Modern asset pricing has in some ways moved closer to traditional economics, and in particular the idea that trade should (to some extent) be driven by mutual gains from trade; while many people view financial markets as zero-sum, even in the short-run that is only true ex post; different market participants may have different risk preferences, whether that means more or less risk-averse or exposed to one set of risks instead of another, and at least one socially valuable service of markets is to allow people who own a stock and find that current information implies that it is likely to be correlated with other risks they have to be paired up with people who don't own it who find that its expected return compensates them for any marginal risk it would give to their portfolios. The value of the asset in this model is in fact the sum of the cash flows it will yield, with appropriate discounts for cash flows that are far out or uncertain — but the appropriate "discounting" depends on each agent's own risk preferences and exposures. Even if everyone takes a Buffett-style "fundamental" approach, not everyone will agree on which stocks are "overpriced" and which are "cheap"; the various stocks, in equilibrium, will migrate to the people who are best equipped to handle the associated risks, and away from those who are least able.
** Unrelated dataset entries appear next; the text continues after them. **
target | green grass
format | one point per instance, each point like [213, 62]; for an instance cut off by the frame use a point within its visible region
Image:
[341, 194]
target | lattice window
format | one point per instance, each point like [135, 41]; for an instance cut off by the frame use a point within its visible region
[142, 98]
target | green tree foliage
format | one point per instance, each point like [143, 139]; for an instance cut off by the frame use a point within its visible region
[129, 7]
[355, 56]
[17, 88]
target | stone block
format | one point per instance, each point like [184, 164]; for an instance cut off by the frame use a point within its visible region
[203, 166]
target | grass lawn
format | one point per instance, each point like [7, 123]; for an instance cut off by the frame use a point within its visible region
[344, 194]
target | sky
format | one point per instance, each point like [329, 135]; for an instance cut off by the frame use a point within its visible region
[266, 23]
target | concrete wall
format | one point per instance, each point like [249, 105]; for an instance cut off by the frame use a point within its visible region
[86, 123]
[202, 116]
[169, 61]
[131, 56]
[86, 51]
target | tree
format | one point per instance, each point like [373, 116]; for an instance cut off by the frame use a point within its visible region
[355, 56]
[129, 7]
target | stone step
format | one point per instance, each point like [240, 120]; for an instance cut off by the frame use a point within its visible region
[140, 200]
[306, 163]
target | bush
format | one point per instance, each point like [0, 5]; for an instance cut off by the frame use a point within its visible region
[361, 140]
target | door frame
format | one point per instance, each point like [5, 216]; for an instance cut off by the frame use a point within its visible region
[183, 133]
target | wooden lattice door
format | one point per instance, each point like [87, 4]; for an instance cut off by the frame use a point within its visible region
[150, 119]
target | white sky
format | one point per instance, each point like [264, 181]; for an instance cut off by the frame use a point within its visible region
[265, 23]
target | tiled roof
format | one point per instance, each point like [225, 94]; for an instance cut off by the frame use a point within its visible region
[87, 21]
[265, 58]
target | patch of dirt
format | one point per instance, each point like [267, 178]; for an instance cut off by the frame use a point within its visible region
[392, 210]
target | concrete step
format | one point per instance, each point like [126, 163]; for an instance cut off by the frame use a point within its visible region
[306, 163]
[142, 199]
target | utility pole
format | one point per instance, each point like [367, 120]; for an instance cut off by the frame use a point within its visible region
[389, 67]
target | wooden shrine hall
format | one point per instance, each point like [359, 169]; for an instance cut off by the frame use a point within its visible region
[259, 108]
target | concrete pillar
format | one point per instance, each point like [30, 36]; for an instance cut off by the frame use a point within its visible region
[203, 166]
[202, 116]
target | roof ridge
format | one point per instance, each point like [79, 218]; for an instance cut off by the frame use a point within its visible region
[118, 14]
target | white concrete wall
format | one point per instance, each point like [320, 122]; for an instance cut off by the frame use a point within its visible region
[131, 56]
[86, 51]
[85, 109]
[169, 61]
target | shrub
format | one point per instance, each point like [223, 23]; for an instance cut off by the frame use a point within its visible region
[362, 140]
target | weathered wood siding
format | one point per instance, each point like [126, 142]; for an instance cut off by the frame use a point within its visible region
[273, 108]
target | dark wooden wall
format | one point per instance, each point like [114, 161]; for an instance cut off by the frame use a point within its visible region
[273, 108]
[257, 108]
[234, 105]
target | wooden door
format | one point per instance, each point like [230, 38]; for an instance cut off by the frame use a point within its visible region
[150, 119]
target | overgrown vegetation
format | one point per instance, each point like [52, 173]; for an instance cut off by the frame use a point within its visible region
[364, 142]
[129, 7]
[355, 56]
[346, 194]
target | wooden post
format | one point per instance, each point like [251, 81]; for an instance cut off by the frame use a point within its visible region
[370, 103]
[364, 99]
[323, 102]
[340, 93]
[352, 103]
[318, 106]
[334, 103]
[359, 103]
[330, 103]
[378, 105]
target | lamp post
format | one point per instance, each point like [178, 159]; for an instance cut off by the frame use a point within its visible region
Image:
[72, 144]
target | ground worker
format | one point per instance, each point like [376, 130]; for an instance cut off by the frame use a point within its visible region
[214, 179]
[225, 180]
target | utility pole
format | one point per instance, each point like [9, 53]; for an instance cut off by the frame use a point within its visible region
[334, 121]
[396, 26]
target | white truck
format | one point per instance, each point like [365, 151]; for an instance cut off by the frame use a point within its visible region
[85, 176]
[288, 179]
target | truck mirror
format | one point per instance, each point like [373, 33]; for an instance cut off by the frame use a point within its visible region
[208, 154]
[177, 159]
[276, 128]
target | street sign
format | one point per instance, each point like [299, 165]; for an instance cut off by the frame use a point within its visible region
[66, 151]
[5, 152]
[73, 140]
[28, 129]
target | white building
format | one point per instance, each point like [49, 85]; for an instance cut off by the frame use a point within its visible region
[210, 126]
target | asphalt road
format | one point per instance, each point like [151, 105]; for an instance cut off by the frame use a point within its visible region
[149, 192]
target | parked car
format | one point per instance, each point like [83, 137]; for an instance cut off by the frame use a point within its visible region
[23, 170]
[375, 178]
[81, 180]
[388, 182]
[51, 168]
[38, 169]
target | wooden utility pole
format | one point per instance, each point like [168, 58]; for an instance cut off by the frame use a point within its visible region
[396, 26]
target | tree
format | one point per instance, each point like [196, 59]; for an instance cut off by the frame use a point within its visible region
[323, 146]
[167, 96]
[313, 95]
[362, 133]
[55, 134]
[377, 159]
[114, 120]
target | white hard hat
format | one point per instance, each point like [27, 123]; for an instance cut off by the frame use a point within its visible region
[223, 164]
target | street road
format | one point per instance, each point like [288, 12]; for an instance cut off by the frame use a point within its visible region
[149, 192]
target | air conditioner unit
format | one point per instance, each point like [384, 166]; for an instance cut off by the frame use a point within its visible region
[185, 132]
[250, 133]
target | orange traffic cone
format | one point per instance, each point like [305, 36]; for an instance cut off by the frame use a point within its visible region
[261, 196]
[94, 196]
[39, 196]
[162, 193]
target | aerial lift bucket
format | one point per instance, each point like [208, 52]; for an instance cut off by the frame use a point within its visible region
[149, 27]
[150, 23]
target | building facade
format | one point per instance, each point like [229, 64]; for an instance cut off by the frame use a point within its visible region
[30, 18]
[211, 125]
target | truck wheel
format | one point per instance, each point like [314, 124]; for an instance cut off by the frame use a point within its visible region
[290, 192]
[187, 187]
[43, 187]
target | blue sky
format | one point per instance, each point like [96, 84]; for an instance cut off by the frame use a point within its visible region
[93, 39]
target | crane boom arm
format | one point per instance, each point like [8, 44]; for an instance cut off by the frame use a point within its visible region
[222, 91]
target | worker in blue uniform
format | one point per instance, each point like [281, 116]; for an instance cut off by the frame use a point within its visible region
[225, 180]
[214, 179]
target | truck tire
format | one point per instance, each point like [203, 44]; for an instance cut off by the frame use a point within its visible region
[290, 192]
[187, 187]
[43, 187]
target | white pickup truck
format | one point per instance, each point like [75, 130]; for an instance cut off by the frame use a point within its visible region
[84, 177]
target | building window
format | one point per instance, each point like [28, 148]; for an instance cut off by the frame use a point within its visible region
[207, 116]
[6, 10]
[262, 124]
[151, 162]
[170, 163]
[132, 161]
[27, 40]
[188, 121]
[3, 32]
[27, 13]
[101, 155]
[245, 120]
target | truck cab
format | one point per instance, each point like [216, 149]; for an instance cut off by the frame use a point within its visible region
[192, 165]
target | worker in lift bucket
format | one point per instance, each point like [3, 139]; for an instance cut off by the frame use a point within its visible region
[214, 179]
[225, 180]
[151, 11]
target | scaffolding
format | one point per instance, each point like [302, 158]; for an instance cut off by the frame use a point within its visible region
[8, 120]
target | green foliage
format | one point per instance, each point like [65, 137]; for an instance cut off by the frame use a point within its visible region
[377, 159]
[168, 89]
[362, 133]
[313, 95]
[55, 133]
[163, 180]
If a particular stock has a risk-profile that is very different from that of any other stock — if it is not strongly correlated with any other stock, and hedges a risk for which no other stock provides a good hedge — then the agents whose risks have the lowest (signed) correlation with the stock are likely to find it uniquely valuable. If a stock is fairly strongly correlated with many others available, those will effectively be substitutes (in the demand-theory sense of the word) for it; the demand curve for any particular stock, with the others at fixed prices, will be less elastic; the price of the stock should be relatively insensitive to its own supply. It seems reasonable to me to think that, with realistic microstructure and transaction cost assumptions, stocks (or just about anything, really) will tend to be better substitutes for each other in the longer-run than in the shorter-run; in the short run, various frictions will more likely gum up the ability of agents to substitute between stocks, so that an exogenous, uninformative increase in supply of a stock will cause the price to drop in the short run (relative to the other stocks) and then tend back toward its previous parity, just compensating the marginal new buyer for the related transaction costs (/ liquidity provision).
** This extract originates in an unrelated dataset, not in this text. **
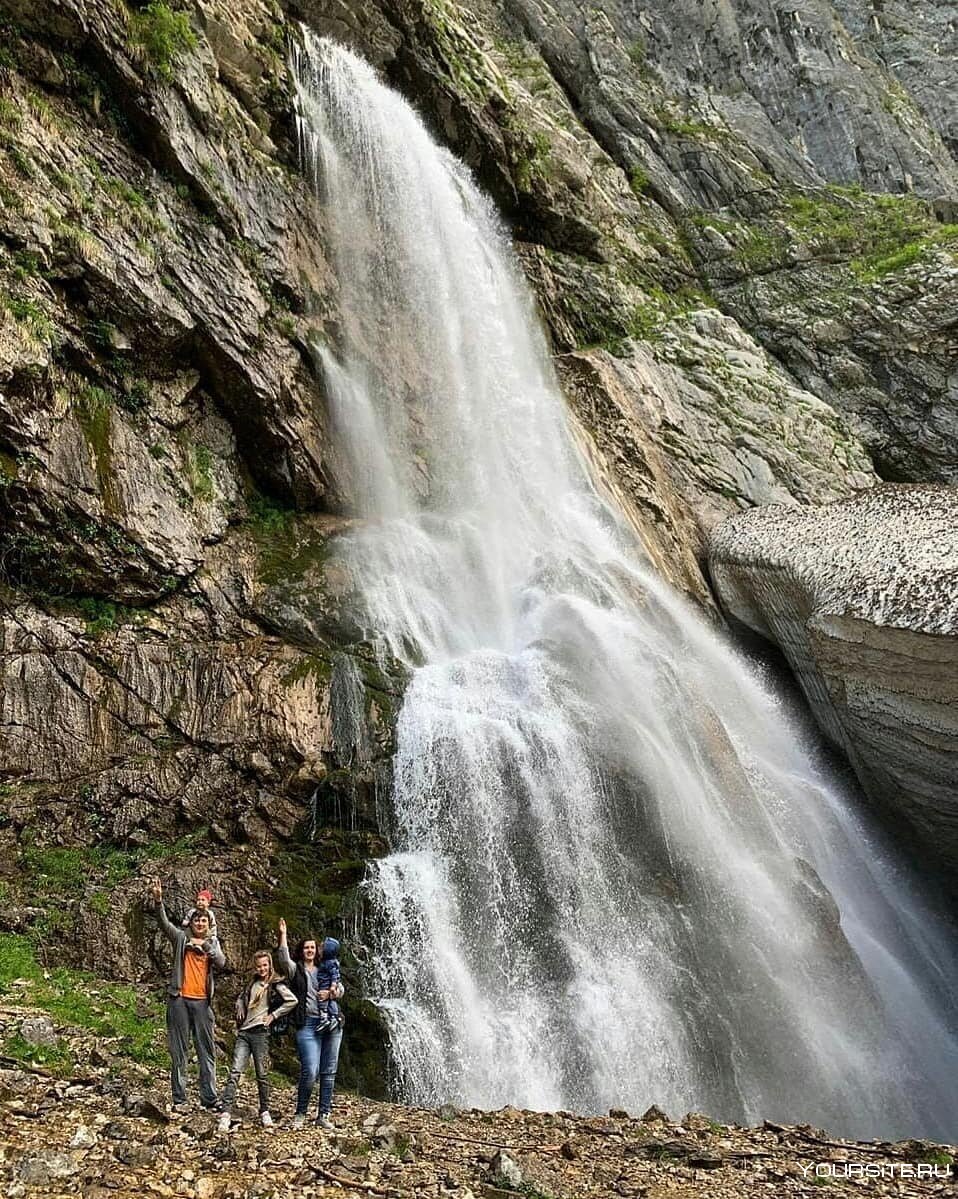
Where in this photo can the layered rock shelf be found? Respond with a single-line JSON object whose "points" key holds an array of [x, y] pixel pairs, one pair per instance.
{"points": [[861, 596]]}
Addendum: Related to this is the topic of stock buybacks. Recently some politicians have implied that stock buybacks are a sign of focus on the short-term at the expense of the long-run; if the price of the stock is its fundamental value, though, buying back stock is equivalent to issuing a dividend, and will reduce stock prices relative to what they would have been if the money had instead gone into useful investment. I think the model people have in mind is on some level not dissimilar to the one I've presented here, if perhaps less fleshed out: buying pressure lifts stock prices as people are slow to diversify out of it into similar investments, but ultimately the long-term shareholders are worse off than if real investments had been made instead.